# Conan der Barbar: TV-Serie bei Amazon in Arbeit



## Darkmoon76 (6. Februar 2018)

Jetzt ist Deine Meinung zu *Conan der Barbar: TV-Serie bei Amazon in Arbeit* gefragt.


						Bitte beachtet: Der Kommentarbereich wird gemäß der Forenregeln moderiert.





			Dieser Inhalt steht nur eingeloggten Mitgliedern zur Verfügung.
        

 Zum Artikel: *Conan der Barbar: TV-Serie bei Amazon in Arbeit*


----------



## golani79 (7. Februar 2018)

Ne Conan Serie? Yaaay ...

Von Amazon ... hmmm .. weiß nicht. Mal abwarten.
Wärs von Netflix hätte ich keine Bedenken, aber Produktionen von Amazon, sind qualitativ nicht immer so hochwertig.


----------



## Shalica (7. Februar 2018)

Gähn, alles schon mal da gewesen, fällt denen nix mehr neues ein ?


----------



## sauerlandboy79 (7. Februar 2018)

Cool! Holen sie Ralf Moeller zurück? 

Gesendet von meinem 6070K mit Tapatalk


----------



## ExGamestarLeser (7. Februar 2018)

Shalica schrieb:


> Gähn, alles schon mal da gewesen, fällt denen nix mehr neues ein ?




Der übliche Beissreflex ! Was war denn schon mal alles da ? Der geniale 1. Conan Film, der merkwürdige 2. Film, ein bescheidenes Pseudoremake vor etlichen Jahren und um 2000 rum eine vollkommen idiotische Serienadaption mit Ralf Möller, der sich als Conan für Kinder lächerlich machen durfte. Was eben passiert, wenn man aus Conan unbedingt eine Sonntags Nachmittagsserie machen möchte. Den gleichen Unfug haben sie ja mit Robocop auch mal verbrochen.

Während Kinofilme immer dümmlicher werden und kaum noch Charakterdarstellung und Handlung besitzen werden Serien immer anspruchsvoller und besser. Nicht gerade wenige Serien der 80er wirken heute doch eher peinlich, während manche moderne Serie damals undenkbar gewesen wäre, wie etwa Walking Dead, Hung oder sogar Sex & the City.

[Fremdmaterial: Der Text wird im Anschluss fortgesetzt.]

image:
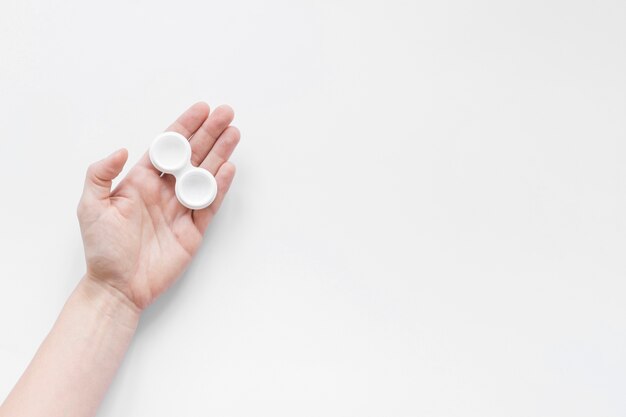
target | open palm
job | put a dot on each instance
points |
(138, 238)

Ich finde e s jedenfalls grossartig, daß Conan eine moderne Serienadaption bekommt. Im übrigen hat Howard eine Unmenge an Romanen verfasst. Also nix mit "Gähn" !


----------



## Shalica (9. Februar 2018)

ExGamestarLeser schrieb:


> Der übliche Beissreflex ! Was war denn schon mal alles da ? Der geniale 1. Conan Film, der merkwürdige 2. Film, ein bescheidenes Pseudoremake vor etlichen Jahren und um 2000 rum eine vollkommen idiotische Serienadaption mit Ralf Möller, der sich als Conan für Kinder lächerlich machen durfte. Was eben passiert, wenn man aus Conan unbedingt eine Sonntags Nachmittagsserie machen möchte. Den gleichen Unfug haben sie ja mit Robocop auch mal verbrochen.
> 
> Während Kinofilme immer dümmlicher werden und kaum noch Charakterdarstellung und Handlung besitzen werden Serien immer anspruchsvoller und besser. Nicht gerade wenige Serien der 80er wirken heute doch eher peinlich, während manche moderne Serie damals undenkbar gewesen wäre, wie etwa Walking Dead, Hung oder sogar Sex & the City.
> 
> Ich finde e s jedenfalls grossartig, daß Conan eine moderne Serienadaption bekommt. Im übrigen hat Howard eine Unmenge an Romanen verfasst. Also nix mit "Gähn" !



Nun wir reden wieder wenn die erste Folge gelaufen ist und zerrissen wurde   Oder auch nicht, wer kann schon Hellsehen


----------



## JohnCarpenter1 (9. Februar 2018)

Pah! Das endet dann, wie "Xena" - die rennt auch immer mit Schwert rum, aber schlägt lieber mit der Faust unblutig ihre Gegner zu Boden. Auch der Wurfdiskus schreit nach blutigen Szenen - Fehlanzeige.


----------